Так вот, видимо, под влиянием всего этого, в том числе и только что прогремевшей грозы 1905 года, мама не захотела быть обыкновенной сельской попадьей, обрастающей детьми и хозяйством, и нашла свою форму служения народу, свой жизненный путь и призвание. Вернулась она акушеркой, и с тех пор, до последнего года ее жизни, я помню это ее служение народу: родильных домов тогда не было, и вот ночь-полночь, в осеннюю слякоть и зимнюю стужу, возле нашего дома останавливается подвода, мама собирает свой инструментарий и едет куда-то принимать в мир нового человека для прохождения жизни. Вот почему ее образ остался во мне самым светлым, самым святым на всю мою жизнь. И дай бог, чтобы на свете было больше таких людей, как она, моя мама.
Только много позже мне стали известны некоторые детали и обстоятельства этой ее поездки в Калугу, нашедшие свое несомненное отражение в нравственной и идейной атмосфере нашей семьи того времени и, в какой-то степени, коснувшиеся и моего бытия. Это — ее близкое знакомство с многочисленной и очень демократической семьей интереснейшего человека, учителя железнодорожной школы Семена Макаровича Пшенай-Северина, с именем которого связано и развитие революционной мысли в Калуге. Близость этого знакомства подтверждается тем, что семья эта приняла впоследствии самое непосредственное участие в похоронах мамы, которая, по стечению обстоятельств, умерла и была похоронена в Калуге, и именно в этой семье происходили ее так называемые поминки.
С отцом все было сложнее, хотя, может быть, и интересней. С ним связано больше лет жизни, больше возникавших в процессе этой жизни вопросов, осмысливаний и переживаний, больших и маленьких, и острых, доходивших до серьезных споров и даже ссор, и трагических, вплоть до его гибели в огне пожарища при уходе немцев в результате разгрома их под Москвой. Изгнанный в порядке классовой политики из своего дома, разбитый параличом, он жил в это время под присмотром чужой сердобольной женщины в маленькой, из шести домов, деревушке Утешево, прилепившейся на краю красивого оврага, и оттуда примерно в июле сорок первого, когда уже обозначились размеры народного бедствия, я получил от него последнее, писанное карандашом, письмо и до сих пор кляну себя за то, что в сутолоке военного времени не сумел уберечь его, — настолько чисто, без копоти, горел в нем непотухающий огонь русской души, оказавшейся снова перед лицом исторических испытаний.

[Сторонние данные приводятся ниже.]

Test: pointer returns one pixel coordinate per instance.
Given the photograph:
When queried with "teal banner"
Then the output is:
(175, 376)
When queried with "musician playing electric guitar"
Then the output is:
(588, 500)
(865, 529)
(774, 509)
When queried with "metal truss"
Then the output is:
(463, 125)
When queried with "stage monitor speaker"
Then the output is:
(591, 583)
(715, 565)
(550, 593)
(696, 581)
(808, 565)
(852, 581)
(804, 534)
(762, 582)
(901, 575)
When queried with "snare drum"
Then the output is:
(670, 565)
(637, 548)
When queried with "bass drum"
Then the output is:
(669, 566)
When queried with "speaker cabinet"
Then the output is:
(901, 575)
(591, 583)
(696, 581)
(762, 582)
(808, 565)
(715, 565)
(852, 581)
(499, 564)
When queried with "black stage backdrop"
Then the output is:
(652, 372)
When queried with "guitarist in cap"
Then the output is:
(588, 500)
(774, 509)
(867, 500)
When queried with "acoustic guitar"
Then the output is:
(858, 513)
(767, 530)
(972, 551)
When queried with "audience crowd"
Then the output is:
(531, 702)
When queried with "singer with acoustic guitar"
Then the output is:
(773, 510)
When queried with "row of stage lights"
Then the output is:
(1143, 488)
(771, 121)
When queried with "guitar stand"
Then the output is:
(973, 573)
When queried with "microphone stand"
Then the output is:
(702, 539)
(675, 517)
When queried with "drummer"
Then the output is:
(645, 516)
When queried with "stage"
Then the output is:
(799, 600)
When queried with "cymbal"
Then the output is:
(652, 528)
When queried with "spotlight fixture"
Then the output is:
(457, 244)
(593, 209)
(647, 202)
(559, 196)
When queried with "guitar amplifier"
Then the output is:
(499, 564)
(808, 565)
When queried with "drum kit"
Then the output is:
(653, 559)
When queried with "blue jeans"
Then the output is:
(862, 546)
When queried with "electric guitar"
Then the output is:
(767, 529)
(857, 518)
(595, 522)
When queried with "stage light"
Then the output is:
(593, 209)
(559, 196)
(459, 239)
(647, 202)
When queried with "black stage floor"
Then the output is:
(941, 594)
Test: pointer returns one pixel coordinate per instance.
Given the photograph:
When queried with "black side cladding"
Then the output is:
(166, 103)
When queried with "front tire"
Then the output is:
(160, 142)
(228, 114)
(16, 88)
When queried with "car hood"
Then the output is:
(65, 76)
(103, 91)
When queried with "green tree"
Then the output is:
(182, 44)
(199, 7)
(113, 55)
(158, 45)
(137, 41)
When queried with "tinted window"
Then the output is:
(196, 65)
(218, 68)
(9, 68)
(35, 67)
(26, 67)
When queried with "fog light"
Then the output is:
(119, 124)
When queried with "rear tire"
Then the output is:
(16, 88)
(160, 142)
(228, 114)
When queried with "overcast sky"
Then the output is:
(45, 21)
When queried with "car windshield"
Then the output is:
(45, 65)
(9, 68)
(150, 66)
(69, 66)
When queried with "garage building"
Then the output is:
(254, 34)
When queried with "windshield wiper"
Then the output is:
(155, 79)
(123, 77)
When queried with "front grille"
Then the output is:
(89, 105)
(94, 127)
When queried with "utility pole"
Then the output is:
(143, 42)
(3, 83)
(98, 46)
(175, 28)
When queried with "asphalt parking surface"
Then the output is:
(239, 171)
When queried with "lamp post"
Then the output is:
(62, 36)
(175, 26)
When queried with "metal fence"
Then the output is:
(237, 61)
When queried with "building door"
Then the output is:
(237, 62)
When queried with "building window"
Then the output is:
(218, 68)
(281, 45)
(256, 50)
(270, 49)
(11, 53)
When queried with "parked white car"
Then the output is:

Он знал, что этих испытаний он не переживет, и потому письмо было прощальным, и с нами и с жизнью.
Я не могу восстановить его — не найду для этого ни слов, ни интонаций, а выдумывать не хочу, но в моем сердце осталось от него и живет, как образ, сложный сплав грусти и мудрости, осмысливания исторических судеб народа и веры в еще невидимое тогда, но обязательное его торжество.
Так глухой осенью, глядя на голые, точно проволоки, свисающие ветви берез, вдруг ясно представишь на них весеннюю зелень воскресающей жизни.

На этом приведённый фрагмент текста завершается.